1. Perform "Accelerator Pedal Released Position Learning"
a) Make sure accelerator pedal is fully released.
b) Turn ignition ON and wait at least 2 seconds.
c) Turn ignition OFF and wait at least 10 seconds.
d) Turn ignition ON and wait at least 2 seconds.
e) Turn ignition OFF and wait at least 10 seconds.

2. Perform "Throttle Valve Closed Position Learning"
a) Make sure accelerator pedal is fully released.
b) Turn ignition ON.
c) Turn ignition OFF wait at least 10 seconds.
Make sure that throttle valve moves during above 10 seconds by confirming
the operation sound.

3. Start engine and warm it up to normal operating temperature.

4. Check that all items listed under the topic "PREPARATION" (previously mentioned) are in 
good order.

5. Turn ignition OFF and wait at least 10 seconds.

6. Confirm that accelerator pedal is fully released, turn ignition switch ON and wait 3 
seconds.

7. Repeat the following procedure quickly five times within 5 seconds.
a) Fully depress the accelerator pedal.
b) Fully release the accelerator pedal.

8. Wait 7 seconds, fully depress the accelerator pedal and hold for approx. 20 seconds untill 
MIL (Malfunction Indicator Lamp, a.k.a. SES light) stops blinking and is turned ON.

9. Fully release the accelerator pedal within 3 seconds after MIL (SES) turned ON.
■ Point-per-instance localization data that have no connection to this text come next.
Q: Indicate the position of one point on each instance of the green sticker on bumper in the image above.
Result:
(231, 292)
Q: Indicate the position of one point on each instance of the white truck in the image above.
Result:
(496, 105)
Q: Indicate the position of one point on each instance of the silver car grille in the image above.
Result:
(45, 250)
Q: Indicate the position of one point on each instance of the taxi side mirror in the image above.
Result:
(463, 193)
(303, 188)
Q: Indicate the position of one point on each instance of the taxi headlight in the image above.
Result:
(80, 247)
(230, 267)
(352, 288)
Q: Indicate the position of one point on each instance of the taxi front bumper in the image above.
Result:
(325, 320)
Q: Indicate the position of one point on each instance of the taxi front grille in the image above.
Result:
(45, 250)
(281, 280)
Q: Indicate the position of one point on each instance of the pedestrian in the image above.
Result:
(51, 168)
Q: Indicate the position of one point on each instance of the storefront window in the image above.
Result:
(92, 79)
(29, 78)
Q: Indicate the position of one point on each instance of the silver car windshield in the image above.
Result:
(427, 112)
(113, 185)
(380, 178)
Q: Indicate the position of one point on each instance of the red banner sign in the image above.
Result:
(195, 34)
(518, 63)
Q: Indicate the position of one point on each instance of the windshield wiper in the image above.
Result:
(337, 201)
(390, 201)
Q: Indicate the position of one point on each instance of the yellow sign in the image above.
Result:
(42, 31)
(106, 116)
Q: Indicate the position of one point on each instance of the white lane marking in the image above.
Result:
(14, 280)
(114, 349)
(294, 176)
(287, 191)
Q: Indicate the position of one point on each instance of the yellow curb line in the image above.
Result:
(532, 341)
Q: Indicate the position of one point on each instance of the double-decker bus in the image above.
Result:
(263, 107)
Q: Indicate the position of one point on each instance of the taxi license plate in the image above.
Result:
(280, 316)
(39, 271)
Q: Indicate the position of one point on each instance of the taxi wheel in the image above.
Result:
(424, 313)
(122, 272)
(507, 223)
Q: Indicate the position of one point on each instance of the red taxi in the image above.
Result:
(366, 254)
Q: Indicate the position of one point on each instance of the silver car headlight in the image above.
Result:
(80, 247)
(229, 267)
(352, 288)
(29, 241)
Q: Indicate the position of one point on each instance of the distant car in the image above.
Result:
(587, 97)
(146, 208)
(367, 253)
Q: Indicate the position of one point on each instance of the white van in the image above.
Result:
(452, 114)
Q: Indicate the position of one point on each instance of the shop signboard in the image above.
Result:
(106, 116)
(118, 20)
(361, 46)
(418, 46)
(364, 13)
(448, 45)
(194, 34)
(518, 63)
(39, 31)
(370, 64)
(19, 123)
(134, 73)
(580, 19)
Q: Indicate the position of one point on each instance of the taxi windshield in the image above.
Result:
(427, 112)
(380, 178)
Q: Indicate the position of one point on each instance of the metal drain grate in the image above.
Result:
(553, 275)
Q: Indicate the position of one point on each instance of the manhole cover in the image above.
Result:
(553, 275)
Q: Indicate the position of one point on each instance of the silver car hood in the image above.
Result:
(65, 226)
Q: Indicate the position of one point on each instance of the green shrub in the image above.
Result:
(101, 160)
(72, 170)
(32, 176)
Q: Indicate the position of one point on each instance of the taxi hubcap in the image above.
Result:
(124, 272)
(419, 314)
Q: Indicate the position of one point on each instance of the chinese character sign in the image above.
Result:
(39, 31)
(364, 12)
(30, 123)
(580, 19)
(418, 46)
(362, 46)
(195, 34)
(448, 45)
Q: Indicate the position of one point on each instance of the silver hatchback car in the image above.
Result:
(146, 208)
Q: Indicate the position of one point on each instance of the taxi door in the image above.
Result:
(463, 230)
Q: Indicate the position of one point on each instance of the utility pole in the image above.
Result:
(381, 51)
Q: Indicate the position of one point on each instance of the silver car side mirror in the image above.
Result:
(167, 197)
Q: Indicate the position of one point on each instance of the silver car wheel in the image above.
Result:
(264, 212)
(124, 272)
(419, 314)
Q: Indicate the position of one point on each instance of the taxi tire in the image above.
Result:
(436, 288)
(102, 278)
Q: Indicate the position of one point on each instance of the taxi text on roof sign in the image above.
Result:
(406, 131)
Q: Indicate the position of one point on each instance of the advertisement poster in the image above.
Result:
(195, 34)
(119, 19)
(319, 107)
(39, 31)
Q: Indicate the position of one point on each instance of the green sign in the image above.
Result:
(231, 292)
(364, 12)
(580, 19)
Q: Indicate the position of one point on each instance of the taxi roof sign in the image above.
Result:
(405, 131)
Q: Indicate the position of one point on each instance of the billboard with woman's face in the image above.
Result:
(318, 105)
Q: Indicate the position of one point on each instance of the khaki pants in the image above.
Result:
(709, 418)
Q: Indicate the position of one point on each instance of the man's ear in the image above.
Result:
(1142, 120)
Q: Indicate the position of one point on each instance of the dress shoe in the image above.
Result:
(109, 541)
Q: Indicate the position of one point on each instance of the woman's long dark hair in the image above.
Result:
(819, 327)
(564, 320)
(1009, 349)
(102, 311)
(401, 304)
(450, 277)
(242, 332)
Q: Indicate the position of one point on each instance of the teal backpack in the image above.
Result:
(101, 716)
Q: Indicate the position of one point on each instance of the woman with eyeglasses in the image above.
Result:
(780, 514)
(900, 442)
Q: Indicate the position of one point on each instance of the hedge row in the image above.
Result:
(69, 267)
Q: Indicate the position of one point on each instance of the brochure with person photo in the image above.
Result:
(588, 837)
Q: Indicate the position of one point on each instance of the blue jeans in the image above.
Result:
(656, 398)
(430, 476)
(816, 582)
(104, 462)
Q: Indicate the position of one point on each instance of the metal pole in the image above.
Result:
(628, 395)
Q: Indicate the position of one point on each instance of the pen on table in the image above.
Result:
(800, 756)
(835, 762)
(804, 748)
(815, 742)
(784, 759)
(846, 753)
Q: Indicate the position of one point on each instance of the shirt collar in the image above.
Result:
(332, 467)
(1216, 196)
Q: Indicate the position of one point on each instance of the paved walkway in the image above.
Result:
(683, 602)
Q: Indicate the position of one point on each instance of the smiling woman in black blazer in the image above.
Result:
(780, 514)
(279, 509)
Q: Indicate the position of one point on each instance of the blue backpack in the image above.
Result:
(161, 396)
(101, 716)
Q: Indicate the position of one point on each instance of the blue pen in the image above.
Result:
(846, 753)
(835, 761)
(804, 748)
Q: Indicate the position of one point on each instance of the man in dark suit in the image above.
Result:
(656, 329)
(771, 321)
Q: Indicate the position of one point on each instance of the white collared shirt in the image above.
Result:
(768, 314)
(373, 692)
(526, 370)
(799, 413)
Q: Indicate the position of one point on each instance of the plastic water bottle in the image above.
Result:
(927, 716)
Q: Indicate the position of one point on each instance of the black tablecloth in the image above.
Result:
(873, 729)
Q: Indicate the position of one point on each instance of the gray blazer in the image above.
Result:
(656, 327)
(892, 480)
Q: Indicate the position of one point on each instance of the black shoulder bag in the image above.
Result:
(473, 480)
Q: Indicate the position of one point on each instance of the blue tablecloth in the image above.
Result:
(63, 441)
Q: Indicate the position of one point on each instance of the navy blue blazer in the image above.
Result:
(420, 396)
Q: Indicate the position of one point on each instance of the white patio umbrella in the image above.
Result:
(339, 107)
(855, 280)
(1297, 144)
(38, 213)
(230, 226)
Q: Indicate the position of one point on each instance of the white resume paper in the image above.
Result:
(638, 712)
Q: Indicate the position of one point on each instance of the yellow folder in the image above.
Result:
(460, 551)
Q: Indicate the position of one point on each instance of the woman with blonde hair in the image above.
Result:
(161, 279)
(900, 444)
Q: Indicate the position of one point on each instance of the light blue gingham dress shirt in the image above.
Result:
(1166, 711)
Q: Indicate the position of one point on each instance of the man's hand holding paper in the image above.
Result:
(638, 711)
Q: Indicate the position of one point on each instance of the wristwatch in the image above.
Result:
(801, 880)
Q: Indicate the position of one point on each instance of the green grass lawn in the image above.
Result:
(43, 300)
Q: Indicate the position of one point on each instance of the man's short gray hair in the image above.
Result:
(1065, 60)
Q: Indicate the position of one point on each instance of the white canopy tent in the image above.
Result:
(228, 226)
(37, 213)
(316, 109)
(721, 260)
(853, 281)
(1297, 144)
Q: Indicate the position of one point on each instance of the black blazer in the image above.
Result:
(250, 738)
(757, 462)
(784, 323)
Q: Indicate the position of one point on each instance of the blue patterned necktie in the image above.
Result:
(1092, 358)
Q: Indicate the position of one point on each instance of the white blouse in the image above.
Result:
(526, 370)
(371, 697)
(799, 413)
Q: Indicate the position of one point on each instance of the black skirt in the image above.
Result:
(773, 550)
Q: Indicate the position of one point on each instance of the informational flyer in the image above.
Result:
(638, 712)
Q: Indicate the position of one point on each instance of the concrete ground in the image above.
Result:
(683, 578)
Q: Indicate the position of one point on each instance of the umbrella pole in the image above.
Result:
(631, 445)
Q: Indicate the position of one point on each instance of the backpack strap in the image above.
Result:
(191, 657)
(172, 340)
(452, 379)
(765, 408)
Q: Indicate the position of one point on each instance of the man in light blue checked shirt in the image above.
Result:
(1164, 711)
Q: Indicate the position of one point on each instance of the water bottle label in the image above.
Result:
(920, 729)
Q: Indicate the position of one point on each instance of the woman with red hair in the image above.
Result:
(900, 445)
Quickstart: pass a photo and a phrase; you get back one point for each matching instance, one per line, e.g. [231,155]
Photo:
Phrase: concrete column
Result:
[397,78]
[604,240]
10. Start engine and let it idle.

11. Wait 20 seconds.


----------



## shaun11423 (Jun 20, 2009)

i had the same problem wit my 2002 ser and i did all the relarns and it still didnt work so i took to my boys shop and fixed it in a hour.


----------



## Lefix (Apr 3, 2009)

Maybe you didnt do it right, it worked for me, this only work for the code 0507, and you have to erase the check engine light right after you do the relearn and THEN it wont come back on


----------



## saint0421 (Sep 24, 2006)

shaun11423 said:


> i had the same problem wit my 2002 ser and i did all the relarns and it still didnt work so i took to my boys shop and fixed it in a hour.


what exactly did he do to fix it?


----------